Despite the significant cost premium, AWS has proven to have strong staying power even amongst larger and more established teams who have the ability with modern tooling to build vendor-angostic infrastructure. This points to deeper economic constraints holding bare metal back.
Scalability via Elasticity
The most fundamental value add that AWS brings over Hetzner is its elastic compute model. You can request compute on-demand from AWS, and be relatively confident that AWS will be able to provide you with it. Furthermore, you can shut down compute that you’re no longer using and stop getting billed for it immediately.
This elasticity is a game changer for projects with variable or unpredictable compute needs. Whereas with Hetzner you have to do accurate capacity planning and forecasting to procure the right amount of compute, with AWS it’s something you hardly ever think about. These days it’s practically unthinkable that you would have to turn new users away because you've exhausted available compute capacity – scalability in the cloud is limited by your application’s software design and implementation rather than hardware constraints.

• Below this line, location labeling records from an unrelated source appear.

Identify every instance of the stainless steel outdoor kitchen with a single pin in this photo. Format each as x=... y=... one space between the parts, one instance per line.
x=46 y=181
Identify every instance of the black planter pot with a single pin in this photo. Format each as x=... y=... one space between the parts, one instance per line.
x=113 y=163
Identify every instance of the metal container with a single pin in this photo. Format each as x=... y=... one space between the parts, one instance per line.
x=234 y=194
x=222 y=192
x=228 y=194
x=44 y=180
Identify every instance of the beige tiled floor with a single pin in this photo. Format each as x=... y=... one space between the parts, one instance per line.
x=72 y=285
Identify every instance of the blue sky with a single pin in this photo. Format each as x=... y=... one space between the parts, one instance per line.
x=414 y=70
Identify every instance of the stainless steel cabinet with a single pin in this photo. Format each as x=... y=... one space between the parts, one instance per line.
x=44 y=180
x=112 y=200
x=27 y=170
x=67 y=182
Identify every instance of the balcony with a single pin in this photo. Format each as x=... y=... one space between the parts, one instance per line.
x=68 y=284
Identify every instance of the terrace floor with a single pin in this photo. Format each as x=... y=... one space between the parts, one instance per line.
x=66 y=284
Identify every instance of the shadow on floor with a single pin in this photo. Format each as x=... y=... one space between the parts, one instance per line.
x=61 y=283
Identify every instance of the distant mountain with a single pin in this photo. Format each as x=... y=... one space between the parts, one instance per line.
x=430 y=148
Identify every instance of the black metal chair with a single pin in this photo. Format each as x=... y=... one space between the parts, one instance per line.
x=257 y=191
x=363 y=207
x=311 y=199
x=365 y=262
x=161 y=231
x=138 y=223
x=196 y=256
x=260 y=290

This “promise of elasticity” is extremely expensive to maintain. AWS categorizes its hardware products via unique stock keeping unit (SKU), and it has a lot of them:
- 35 regions, each with multiple AZs (compared to 6 for Hetzner)

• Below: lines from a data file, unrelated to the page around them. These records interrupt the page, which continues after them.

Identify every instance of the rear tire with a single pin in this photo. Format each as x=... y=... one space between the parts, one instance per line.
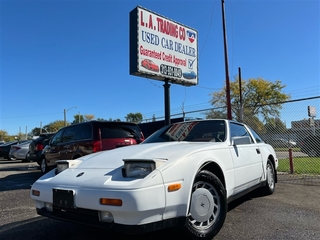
x=208 y=207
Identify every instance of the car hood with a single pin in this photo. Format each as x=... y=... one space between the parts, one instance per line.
x=165 y=151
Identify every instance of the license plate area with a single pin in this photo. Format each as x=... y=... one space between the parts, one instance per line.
x=63 y=198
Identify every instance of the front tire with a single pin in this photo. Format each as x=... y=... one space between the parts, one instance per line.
x=208 y=207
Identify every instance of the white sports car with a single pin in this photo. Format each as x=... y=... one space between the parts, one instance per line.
x=185 y=174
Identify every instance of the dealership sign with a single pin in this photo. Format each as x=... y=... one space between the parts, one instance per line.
x=162 y=49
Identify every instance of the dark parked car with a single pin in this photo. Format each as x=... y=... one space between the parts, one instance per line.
x=36 y=147
x=80 y=139
x=311 y=145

- 94 instance families (compared to ~15 for Hetzner)
AWS has to spend upfront capital to buy and maintain all these SKUs, not to mention the racks, networking equipment, and various associated datacenter costs. Once bought, a lot of this hardware goes underutilized due to needing to maintain sufficient buffer to fulfill peak demand. For example, consider the gaming workloads we run at Hathora: a given region can see swings as high as 10x comparing utilization during peak evening hours vs early morning. AWS needs to maintain the illusion of near-infinite elasticity, otherwise the promise of cloud (i.e. not needing to do capacity planning) is lost.
Multiply this across all 35 regions and 94 instance families, and you quickly see that AWS isn’t getting paid for a large fraction of its inventory at any given time. In contrast, Hetzner has a longer leeway to fulfill dedicated server requests, and isn’t affected nearly as much by intra-day or intra-week demand fluctuations due to its month-long reservations. Given the lack of elasticity, customers using Hetzner have to provision enough capacity for peak demand.

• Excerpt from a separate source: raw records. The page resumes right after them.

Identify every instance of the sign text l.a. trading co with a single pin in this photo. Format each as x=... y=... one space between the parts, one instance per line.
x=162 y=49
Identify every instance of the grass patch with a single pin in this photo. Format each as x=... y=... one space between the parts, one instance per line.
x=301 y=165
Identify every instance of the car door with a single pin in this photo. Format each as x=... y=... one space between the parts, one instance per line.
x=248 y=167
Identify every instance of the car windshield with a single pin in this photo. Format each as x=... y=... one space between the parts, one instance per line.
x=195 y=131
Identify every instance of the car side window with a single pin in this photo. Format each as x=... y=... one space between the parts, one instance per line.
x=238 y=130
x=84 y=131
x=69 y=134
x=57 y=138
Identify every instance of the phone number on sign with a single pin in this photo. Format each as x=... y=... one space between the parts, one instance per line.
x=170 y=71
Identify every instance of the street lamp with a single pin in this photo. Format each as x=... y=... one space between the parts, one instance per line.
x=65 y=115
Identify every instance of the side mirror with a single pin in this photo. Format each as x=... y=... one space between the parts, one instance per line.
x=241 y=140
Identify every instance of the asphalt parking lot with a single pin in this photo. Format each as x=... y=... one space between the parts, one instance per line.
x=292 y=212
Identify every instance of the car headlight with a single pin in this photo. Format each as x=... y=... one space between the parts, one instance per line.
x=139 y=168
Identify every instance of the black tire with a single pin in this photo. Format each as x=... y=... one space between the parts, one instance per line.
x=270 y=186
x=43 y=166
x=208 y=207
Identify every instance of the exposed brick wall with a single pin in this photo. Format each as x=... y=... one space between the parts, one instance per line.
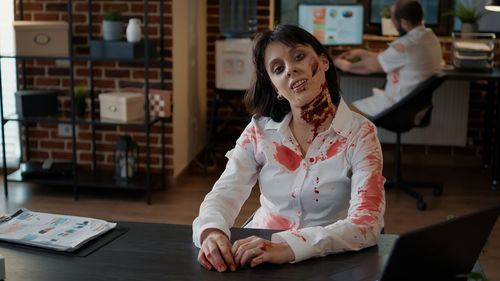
x=108 y=76
x=477 y=101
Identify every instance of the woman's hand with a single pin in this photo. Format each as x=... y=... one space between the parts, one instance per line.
x=255 y=250
x=216 y=251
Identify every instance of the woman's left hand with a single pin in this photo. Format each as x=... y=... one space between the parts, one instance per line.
x=254 y=250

And thus we arrive at the root of the price gap between Hetzner and AWS – it’s representative of the cost, for both vendor and customer, of overprovisioning/underutilization. Hetzner is able to charge so little because it passes the underutilization cost to its customers, whereas AWS needs to charge what it does (and the willingness to pay exists) due to it internally absorbing the underutilization cost.
A Hybrid Approach
On a unit cost basis, bare metal can be upwards of 90% cheaper than equivalent cloud compute. For many teams with significant cloud infrastructure spend, this cost gap represents a massive potential cost savings opportunity; however, cloud still remains dominant in today’s market. As vendor-agnostic infrastructure tooling has matured, technical blockers to being able to adopt bare metal have lessened, but the economics of elasticity that cloud offers remains the major barrier for many looking to ditch cloud entirely.
At Hathora, we’ve navigated this problem by employing a hybrid approach: using bare metal for cost-effective base capacity, and bursting onto cloud for on-demand elastic compute. This best-of-both-worlds approach is what set us apart for our game server hosting business, and we’re seeing strong pull for this approach in other verticals as well. It’s a shakeup of the established “single cloud vendor” status quo, and we’re excited to be building in this space.